Su última propuesta va directa a las cámaras con inteligencia artificial. Se trata de una camisa llamada Digital Camouflage, cuyo diseño de colores y formas busca que determinados sistemas de visión artificial fallen en reconocer a quien la lleva puesta. La prenda, dicen, no oculta al usuario para el ojo humano; el engaño se da frente al algoritmo que intenta identificar si lo que aparece ante la cámara es una persona.

La idea surge como réplica ante la expansión de sistemas automatizados de vigilancia en espacios públicos de Berlín. “Quería una respuesta con la que uno pudiera plantarse delante de esas cámaras”, comentó Weckert a TN Tecno sobre su creación. El punto de partida fue la zona de Kottbusser Tor, donde empezaron a operar cámaras con un software capaz de analizar conductas de peatones.

“Lo concreto fue que Berlín activó su primer escáner de comportamiento con IA, un software que clasifica lo que hace cada transeúnte entre ‘normal’ y ‘sospechoso’”, relató el artista. Su propósito, aclara, no es desarrollar una herramienta para ocultarse físicamente: la camisa se percibe claramente a simple vista, y el engaño se da exclusivamente ante el sistema de reconocimiento.

Digital Camouflage recurre a lo que se conoce como ataque adversarial, una técnica que introduce cambios en una imagen u objeto para inducir errores en la interpretación de un modelo de inteligencia artificial. En este caso, el ataque no está en un archivo digital, sino impreso directamente sobre la tela.

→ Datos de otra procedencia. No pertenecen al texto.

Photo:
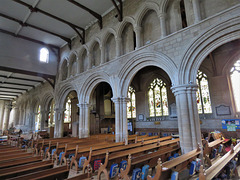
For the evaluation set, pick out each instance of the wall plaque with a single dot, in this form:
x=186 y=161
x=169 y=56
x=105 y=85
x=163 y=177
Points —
x=223 y=110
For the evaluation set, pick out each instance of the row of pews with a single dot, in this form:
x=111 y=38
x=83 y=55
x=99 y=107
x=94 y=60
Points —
x=99 y=156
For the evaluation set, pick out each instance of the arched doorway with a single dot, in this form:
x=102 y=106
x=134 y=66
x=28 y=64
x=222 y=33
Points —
x=71 y=115
x=102 y=113
x=151 y=108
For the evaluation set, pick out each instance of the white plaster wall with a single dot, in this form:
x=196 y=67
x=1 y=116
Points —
x=26 y=57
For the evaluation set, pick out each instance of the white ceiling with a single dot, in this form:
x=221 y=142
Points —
x=13 y=84
x=60 y=8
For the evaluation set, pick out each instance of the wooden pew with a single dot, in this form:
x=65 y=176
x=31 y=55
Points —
x=25 y=169
x=150 y=159
x=53 y=173
x=15 y=156
x=178 y=164
x=101 y=153
x=215 y=169
x=17 y=162
x=134 y=151
x=208 y=149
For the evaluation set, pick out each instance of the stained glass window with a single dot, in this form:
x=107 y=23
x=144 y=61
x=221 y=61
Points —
x=157 y=96
x=37 y=120
x=203 y=95
x=235 y=79
x=131 y=105
x=67 y=117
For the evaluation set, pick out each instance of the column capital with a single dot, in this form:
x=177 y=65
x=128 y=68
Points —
x=162 y=15
x=137 y=28
x=184 y=88
x=59 y=110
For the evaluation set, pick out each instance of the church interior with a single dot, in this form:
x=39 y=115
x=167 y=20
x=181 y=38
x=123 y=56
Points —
x=120 y=89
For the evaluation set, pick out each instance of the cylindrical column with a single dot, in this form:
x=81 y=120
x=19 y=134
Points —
x=43 y=119
x=196 y=11
x=117 y=119
x=162 y=18
x=69 y=70
x=188 y=123
x=6 y=115
x=102 y=54
x=138 y=31
x=81 y=118
x=118 y=47
x=86 y=120
x=59 y=124
x=90 y=61
x=124 y=119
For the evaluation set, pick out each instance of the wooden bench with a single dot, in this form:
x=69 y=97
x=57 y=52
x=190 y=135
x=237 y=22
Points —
x=150 y=159
x=53 y=173
x=118 y=156
x=101 y=153
x=17 y=162
x=25 y=169
x=215 y=169
x=208 y=147
x=178 y=164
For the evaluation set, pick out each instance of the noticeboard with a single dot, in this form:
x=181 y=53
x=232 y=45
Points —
x=231 y=124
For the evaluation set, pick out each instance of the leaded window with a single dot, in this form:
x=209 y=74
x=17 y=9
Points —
x=203 y=95
x=131 y=105
x=235 y=81
x=158 y=102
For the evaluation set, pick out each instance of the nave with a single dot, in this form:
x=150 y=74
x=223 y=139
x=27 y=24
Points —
x=100 y=157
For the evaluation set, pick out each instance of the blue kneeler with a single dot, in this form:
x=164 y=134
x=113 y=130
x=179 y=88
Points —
x=136 y=174
x=123 y=165
x=145 y=169
x=113 y=170
x=81 y=161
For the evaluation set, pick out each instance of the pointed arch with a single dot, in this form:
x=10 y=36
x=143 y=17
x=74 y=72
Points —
x=142 y=60
x=144 y=9
x=204 y=44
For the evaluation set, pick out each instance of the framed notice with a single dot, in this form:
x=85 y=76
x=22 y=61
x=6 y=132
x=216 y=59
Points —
x=231 y=124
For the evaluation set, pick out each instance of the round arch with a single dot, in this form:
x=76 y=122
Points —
x=204 y=44
x=62 y=94
x=108 y=32
x=91 y=83
x=144 y=9
x=125 y=21
x=93 y=43
x=142 y=60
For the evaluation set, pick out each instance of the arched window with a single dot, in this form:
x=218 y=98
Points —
x=67 y=118
x=235 y=81
x=203 y=95
x=158 y=102
x=131 y=105
x=44 y=55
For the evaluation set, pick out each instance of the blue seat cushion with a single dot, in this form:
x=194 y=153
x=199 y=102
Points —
x=113 y=170
x=136 y=174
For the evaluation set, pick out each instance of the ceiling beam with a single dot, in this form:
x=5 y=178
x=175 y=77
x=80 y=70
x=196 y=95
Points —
x=24 y=24
x=10 y=92
x=119 y=9
x=73 y=26
x=28 y=39
x=96 y=15
x=24 y=79
x=31 y=73
x=20 y=89
x=10 y=95
x=18 y=84
x=1 y=98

Los sistemas de visión artificial aprenden a identificar personas tras analizar enormes cantidades de imágenes y extraer patrones repetitivos: forma del cuerpo, proporciones y la relación entre distintas partes. Weckert intentó interferir justamente en esas referencias: “los sistemas de detección no aprenden qué es un ser humano; memorizan cómo se ven estadísticamente a partir de millones de imágenes”, explicó a TN Tecno.

Para el diseñador, las formas superpuestas del estampado desenlazan la silueta y dificultan que el software agrupe cabeza, hombros y piernas dentro de una misma figura. Además, los colores intensos del diseño contribuyen a ese efecto.